Injective has introduced a new CLI skill that allows network interaction via AI agents directly in the terminal. Developers can use the tool to query chain data, send transactions, manage keys, and perform other on-chain tasks from the terminal.
The new skill will target developers who are creating dApps, automation tools, and other infrastructure on Injective. It gives them a simpler way to handle routine blockchain tasks without stopping to search for commands each time.
The process begins with setting up the Injective CLI for local use. From there, developers can point the tool to their preferred network configuration and use the CLI for queries, transactions, and key management. Injective provides default endpoints for both mainnet and testnet, together with the chain IDs used for each network. That gives builders a fixed structure for integrating the CLI into repeatable agent-driven tasks.
Also, the release standardizes wallet and client behavior. The network stores configuration files and key material in a local home directory unless a user selects a different path. It reads endpoint and chain ID values from the local client configuration file, which helps keep terminal activity aligned with the selected environment.

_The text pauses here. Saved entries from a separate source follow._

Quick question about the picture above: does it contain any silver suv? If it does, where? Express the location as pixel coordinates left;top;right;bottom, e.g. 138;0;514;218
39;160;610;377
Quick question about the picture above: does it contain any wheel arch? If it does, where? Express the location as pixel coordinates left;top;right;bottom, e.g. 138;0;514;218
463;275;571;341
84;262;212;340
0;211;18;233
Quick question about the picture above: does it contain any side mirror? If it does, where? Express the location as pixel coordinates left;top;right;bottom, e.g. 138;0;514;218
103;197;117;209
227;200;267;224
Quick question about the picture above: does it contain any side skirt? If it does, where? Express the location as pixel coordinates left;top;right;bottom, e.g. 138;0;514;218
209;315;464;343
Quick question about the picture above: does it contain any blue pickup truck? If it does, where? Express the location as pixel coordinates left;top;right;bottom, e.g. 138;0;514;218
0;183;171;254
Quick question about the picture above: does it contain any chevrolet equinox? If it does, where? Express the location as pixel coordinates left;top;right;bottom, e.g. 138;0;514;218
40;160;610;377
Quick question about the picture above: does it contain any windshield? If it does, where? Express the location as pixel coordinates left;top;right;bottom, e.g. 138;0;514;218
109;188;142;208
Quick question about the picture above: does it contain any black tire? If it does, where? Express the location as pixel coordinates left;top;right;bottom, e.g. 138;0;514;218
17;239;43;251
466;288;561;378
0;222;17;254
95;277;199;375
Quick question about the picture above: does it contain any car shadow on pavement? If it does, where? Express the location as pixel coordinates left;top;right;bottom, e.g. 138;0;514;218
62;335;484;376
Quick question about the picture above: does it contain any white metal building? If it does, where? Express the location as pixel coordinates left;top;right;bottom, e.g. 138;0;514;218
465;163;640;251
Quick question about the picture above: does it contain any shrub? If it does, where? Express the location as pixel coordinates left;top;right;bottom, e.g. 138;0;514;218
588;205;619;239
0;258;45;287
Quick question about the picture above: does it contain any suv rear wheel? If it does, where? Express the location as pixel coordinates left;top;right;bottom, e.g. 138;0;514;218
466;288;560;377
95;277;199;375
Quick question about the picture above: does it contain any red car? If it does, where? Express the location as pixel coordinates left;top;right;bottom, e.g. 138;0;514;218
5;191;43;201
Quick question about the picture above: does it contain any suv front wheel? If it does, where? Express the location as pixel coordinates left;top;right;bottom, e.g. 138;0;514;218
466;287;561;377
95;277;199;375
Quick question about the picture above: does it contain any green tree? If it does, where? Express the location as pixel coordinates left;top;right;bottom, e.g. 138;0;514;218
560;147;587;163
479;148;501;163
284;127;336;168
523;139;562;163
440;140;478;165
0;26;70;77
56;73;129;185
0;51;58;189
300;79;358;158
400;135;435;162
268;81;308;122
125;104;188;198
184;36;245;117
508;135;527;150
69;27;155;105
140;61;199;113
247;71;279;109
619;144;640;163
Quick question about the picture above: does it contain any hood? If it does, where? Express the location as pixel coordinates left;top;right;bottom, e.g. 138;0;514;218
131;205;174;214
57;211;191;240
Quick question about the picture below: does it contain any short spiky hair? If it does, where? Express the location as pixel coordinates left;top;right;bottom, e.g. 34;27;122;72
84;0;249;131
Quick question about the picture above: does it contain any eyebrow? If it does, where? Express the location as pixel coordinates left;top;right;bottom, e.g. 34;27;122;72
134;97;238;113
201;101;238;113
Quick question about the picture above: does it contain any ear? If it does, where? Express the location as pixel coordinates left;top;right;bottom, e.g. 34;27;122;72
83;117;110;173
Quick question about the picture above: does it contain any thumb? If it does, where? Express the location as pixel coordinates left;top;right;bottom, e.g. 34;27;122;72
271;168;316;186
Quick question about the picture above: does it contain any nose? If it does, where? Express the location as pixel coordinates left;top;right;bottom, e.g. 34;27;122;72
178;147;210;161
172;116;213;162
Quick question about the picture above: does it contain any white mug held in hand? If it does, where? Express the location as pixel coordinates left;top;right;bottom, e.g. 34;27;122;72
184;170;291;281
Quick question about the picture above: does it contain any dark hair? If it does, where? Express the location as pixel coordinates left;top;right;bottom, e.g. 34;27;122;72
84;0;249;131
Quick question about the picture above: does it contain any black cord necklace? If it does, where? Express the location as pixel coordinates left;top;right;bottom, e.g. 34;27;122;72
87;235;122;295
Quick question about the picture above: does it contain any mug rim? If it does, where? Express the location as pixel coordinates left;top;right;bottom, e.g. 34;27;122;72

Late last month, Injective launched a new Build page that brings together code examples, video tutorials, technical guides, AI coding resources, and developer toolkits in one place. CNF reported that the update helps teams build onchain economies faster while using Injective’s Layer 1 infrastructure.
Injective uses a passphrase-protected file keyring by default, which adds a layer of security for wallet access. It also limits the waiting time for key-related actions, so terminal sessions do not stall during passphrase prompts. For local testing, users can choose a backend that removes passphrase prompts, although that option is intended for temporary workflows rather than secure production use.
For transaction handling, the update recommends automatic gas estimation, a gas adjustment multiplier, and a defined gas price. The tool also lets users bypass manual confirmation when submitting transactions.
After submission, the transaction status can be checked through a follow-up query using the transaction hash, which keeps execution and verification within the same CLI workflow. For Ledger-based transactions, Injective provides a dedicated signing format for hardware wallet users.
The new CLI skill expands Injective’s developer tooling as the network continues to build around AI-linked blockchain use cases. With this release, developers gain a more direct way to connect terminal commands, automation, and onchain execution in a single workflow.
Previously, we covered that Korea University launched an enterprise validator on Injective through its Blockchain Research Institute, with 369,809 INJ staked at launch.
Over the last 24 hours, INJ price rose 1.57% to $3.05 after climbing above $3.12 during the previous session, then fell slightly. Trading volume also increased 12.76% to $63.04 million, pointing to stronger market activity.